Something caught our attention last week- a mix-up of 68 music tracks presented in a 5 minute 40 second video which went viral. After 180 hours of work, Daniel uploaded Pop Danthology 2013.
This is the follow up to Pop Danthology 2012, which accumulated almost 44.5 million views. Both 2013 and 2012 mashups come complete with ‘ the making of’ drill downs (available on the blog) which detail the extensive planning and work that went into creating the videos.
We noticed a lot of traffic coming through our network and decided to show you a few things. At the time of writing, the 2013 Pop Danthology video has almost 4 million views on YouTube. But in it’s infancy the bulk of the views came from Daniel’s blog page, with the second and third hour being the most active (that’s 4pm-5pm GMT time).
Here’s a few interesting observations.
Not a bad drop off rate - with more than half of the total viewers watching the video right until the end. Of course, this being a music video, it stands a higher chance as users can just play it in the background.
Top 5 locations
Unsurprisingly, the US accounts for the majority of total plays. Helped by the fact that the blogger is based in the US of course. The video has hit off globally, with strong stats across a range of countries. I can only imagine what the current Youtube stats look like! Below I’ve listed the top 10 countries with the highest percentage of views/plays.
You guessed it, Facebook dominates the social sharing stats - I suspect this has a lot to do with the demographic as well as Facebook being a great place for playing videos. Twitter is surprisingly low, with more people actually embedding the video on their own site than simply tweeting about it.
Plays by device type
Considering we’re only looking at the first wave of views, there’s a relatively high level of people watching the video from their mobile.
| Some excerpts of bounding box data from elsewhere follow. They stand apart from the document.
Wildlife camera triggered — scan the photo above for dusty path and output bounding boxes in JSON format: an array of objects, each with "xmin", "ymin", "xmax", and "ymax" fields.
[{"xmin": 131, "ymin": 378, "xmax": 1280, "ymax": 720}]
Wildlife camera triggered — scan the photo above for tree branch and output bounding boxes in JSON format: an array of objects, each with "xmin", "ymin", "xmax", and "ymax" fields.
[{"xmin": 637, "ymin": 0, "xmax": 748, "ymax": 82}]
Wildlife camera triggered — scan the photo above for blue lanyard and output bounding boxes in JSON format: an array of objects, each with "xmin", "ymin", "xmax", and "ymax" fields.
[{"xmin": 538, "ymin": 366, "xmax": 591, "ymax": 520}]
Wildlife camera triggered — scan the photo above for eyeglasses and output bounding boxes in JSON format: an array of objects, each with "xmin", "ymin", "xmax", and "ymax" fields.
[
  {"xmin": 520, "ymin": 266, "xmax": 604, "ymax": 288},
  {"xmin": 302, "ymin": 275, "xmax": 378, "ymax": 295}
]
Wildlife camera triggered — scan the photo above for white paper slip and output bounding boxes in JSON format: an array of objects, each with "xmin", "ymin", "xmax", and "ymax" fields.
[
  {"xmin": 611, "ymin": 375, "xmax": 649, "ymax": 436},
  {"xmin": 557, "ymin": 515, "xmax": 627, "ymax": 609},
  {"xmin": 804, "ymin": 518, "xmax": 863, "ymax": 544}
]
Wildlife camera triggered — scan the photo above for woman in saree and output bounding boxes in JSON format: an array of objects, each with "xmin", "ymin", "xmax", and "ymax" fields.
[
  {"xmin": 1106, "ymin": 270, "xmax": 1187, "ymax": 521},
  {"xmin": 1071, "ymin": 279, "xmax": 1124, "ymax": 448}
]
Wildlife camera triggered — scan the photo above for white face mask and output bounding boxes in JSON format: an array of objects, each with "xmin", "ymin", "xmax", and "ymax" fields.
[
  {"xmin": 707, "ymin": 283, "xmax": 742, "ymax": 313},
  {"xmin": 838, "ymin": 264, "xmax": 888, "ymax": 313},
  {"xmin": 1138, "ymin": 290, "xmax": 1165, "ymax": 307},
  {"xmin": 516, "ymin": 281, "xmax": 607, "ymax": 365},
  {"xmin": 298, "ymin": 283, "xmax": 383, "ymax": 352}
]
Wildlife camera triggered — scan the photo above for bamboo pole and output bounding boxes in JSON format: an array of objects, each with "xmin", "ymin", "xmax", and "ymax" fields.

The dominance of desktop usage could be put down to the fact that the viewing comes directly from the blog page itself - I myself find blogs much more enjoyable and easier to read from desktops rather than a smaller device. That’s my own opinion, but generally these stats will reflect Daniel’s audience/device stats for his blog overall.
There’s a few insights into what we call a viral video. What makes a video go viral? That’s a whole other blog post, but it’s pretty clear that really great content is the driving force.